49a. Serendipia es un decir: Olvera le escribió a Vila-Matas y él le respondió. Una serie de eventos en la vida personal y profesional de la autora la llevan a toparse con el nombre de Vila-Matas, textos suyos, entrevistas por televisión, virtualmente a donde voltea (no es inverosímil siendo uno de los escritores más famosos, pero no sé si leídos, de los últimos años). Lo que parece decir Olvera es que lo asombroso debe forzarse cada tanto: no otra cosa es el arte.

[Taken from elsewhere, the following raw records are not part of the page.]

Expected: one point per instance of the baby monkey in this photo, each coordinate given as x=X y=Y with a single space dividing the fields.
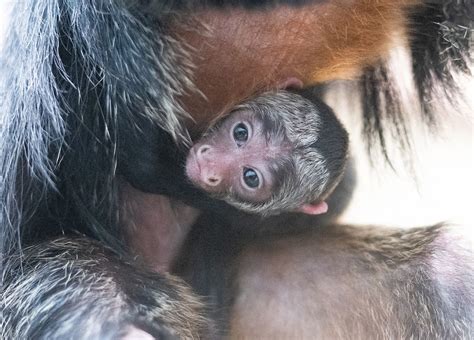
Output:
x=279 y=152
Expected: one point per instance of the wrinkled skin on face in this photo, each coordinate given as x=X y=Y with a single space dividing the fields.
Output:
x=237 y=158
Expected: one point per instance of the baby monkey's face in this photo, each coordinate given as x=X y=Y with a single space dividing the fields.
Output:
x=238 y=157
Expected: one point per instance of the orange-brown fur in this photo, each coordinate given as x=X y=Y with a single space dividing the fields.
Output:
x=238 y=53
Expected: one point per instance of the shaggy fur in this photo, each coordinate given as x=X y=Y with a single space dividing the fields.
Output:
x=319 y=149
x=77 y=289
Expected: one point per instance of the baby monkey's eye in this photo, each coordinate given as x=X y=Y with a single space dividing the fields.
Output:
x=251 y=178
x=241 y=133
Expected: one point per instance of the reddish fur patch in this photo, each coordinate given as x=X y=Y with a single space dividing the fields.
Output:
x=245 y=52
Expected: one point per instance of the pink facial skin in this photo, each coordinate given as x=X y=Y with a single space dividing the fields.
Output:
x=218 y=164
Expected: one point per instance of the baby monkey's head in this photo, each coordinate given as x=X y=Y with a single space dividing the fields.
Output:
x=279 y=152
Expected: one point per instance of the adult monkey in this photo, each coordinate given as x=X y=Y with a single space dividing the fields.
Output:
x=92 y=73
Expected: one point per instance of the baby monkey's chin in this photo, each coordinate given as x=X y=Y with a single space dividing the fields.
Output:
x=193 y=170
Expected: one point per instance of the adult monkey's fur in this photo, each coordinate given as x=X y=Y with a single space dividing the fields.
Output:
x=78 y=76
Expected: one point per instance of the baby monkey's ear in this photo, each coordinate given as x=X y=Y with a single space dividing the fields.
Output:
x=313 y=208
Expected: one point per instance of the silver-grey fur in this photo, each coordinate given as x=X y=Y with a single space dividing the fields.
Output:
x=77 y=289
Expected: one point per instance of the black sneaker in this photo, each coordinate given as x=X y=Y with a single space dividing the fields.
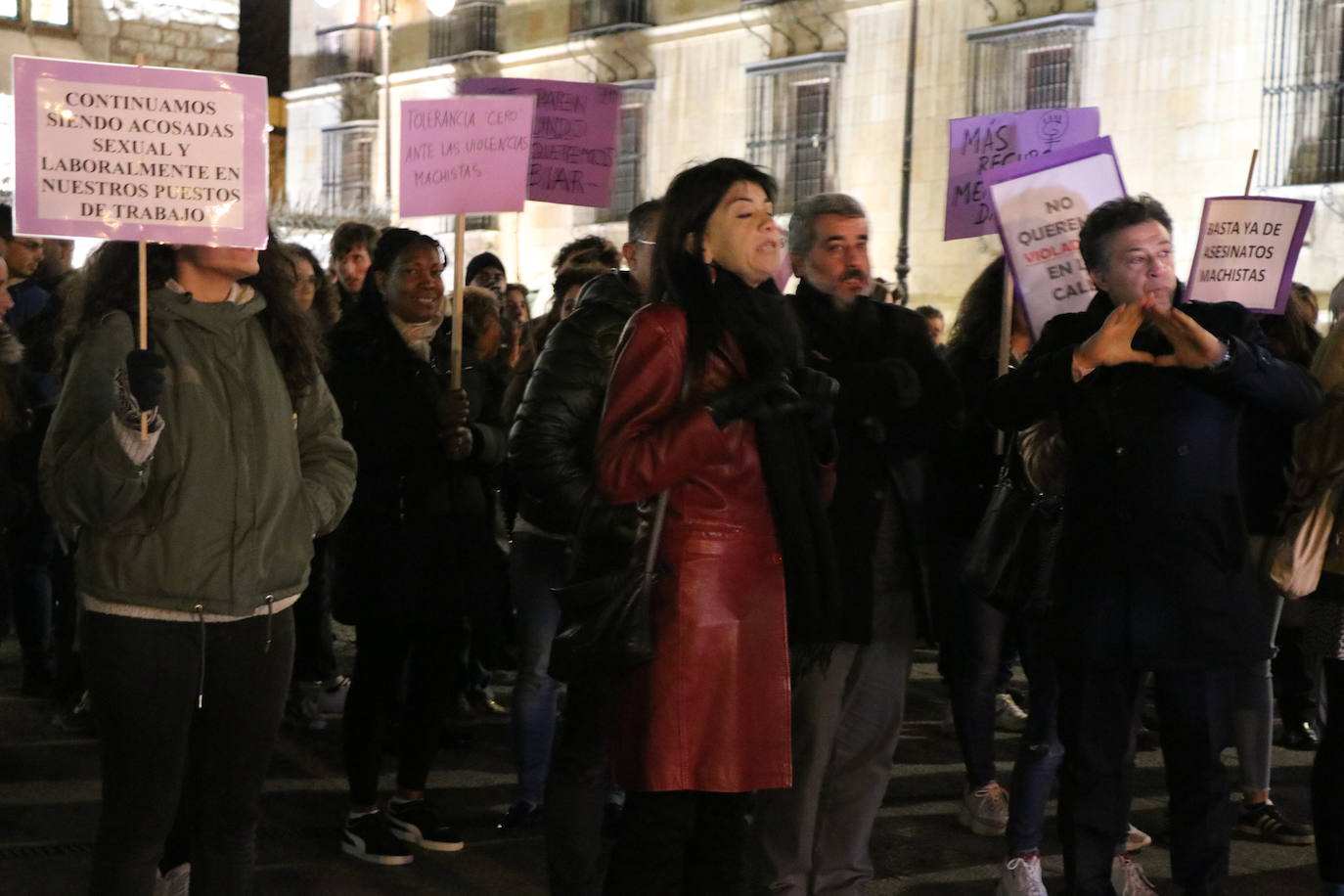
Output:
x=371 y=838
x=417 y=823
x=1265 y=821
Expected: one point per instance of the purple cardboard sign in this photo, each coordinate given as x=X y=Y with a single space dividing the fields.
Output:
x=1247 y=250
x=129 y=152
x=574 y=140
x=1039 y=207
x=464 y=156
x=980 y=144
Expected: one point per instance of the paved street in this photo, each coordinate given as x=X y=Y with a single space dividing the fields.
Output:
x=49 y=802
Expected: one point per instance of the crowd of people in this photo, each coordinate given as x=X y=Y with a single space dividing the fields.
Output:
x=187 y=508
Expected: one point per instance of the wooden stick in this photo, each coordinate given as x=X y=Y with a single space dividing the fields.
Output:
x=144 y=328
x=459 y=288
x=1005 y=341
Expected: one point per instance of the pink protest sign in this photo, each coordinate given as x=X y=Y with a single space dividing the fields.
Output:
x=464 y=156
x=984 y=143
x=128 y=152
x=1247 y=250
x=574 y=139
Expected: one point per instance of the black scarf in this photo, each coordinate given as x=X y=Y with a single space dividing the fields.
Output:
x=769 y=341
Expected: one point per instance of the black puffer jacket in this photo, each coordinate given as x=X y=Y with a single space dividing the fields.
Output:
x=550 y=446
x=417 y=517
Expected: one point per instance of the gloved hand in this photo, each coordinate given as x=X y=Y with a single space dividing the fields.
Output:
x=819 y=395
x=754 y=399
x=146 y=378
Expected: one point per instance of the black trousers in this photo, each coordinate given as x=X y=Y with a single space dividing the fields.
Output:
x=425 y=654
x=680 y=842
x=160 y=749
x=577 y=788
x=1097 y=712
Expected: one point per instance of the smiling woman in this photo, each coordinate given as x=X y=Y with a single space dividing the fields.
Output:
x=708 y=402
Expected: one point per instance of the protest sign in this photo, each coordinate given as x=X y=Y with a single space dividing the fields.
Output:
x=984 y=143
x=574 y=139
x=1041 y=205
x=1247 y=250
x=128 y=152
x=464 y=156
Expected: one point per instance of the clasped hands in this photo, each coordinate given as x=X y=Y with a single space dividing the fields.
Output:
x=1193 y=347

49b. Leí hoy “Bartleby y compañía” (Anagrama, 2000) de Vila-Matas. Un texto (¿novela?, ¿bestiario?) de célebres y desconocidos bartlebys quienes por las más diversas razones deciden abrazar el acto negativo, como dice el autor, la escritura del No. Un escritor del No debe hacer básicamente una cosa: no escribir. De ahí su genealogía con el personaje de Melville, que lacónicamente, al presentársele una cuestión, responde con el paradigma del nihilismo: “preferiría no hacerlo”. El personaje de la novela, bartleby por derecho propio, elabora un catálogo de bartlebys con lo que pretende salir de un silencio escritural de 23 años. A ratos me pareció un chismógrafo* snob (creo que ese aire de dignidad que tienen los escritores, los novelistas sobre todo, es lo que me parece insoportable, en especial de los españoles), pero con buenas intenciones sin duda. Me quedó la impresión de que el narrador era innecesario: ¿por qué no hablar desde un Narrador Vila-Matas, como desde un Narrador-Borges y no pedirle tanto a la ficción? Hay novelas que me son insoportables por mi grado de incredulidad. Pero este ejercicio es genial. Tengo para mí que si la obra a escribir no es mejor, o por lo menos, no está a la altura de lo que se ha escrito antes, de lo que uno mismo tiene por mejor dentro de lo que ha leído, mejor no debiera escribirse nada. Pretextos sobran para evitar el sufrimiento. Yo también preferiría no hacerlo (y acaso sería lo mejor que podría hacer, dejar de escribir), pero no, nunca tuve tantos huevos, tanta voluntad para volcarme en algo completamente. Menos en abstenerme de algo. Digamos que soy un mediocre comprometido. Eso.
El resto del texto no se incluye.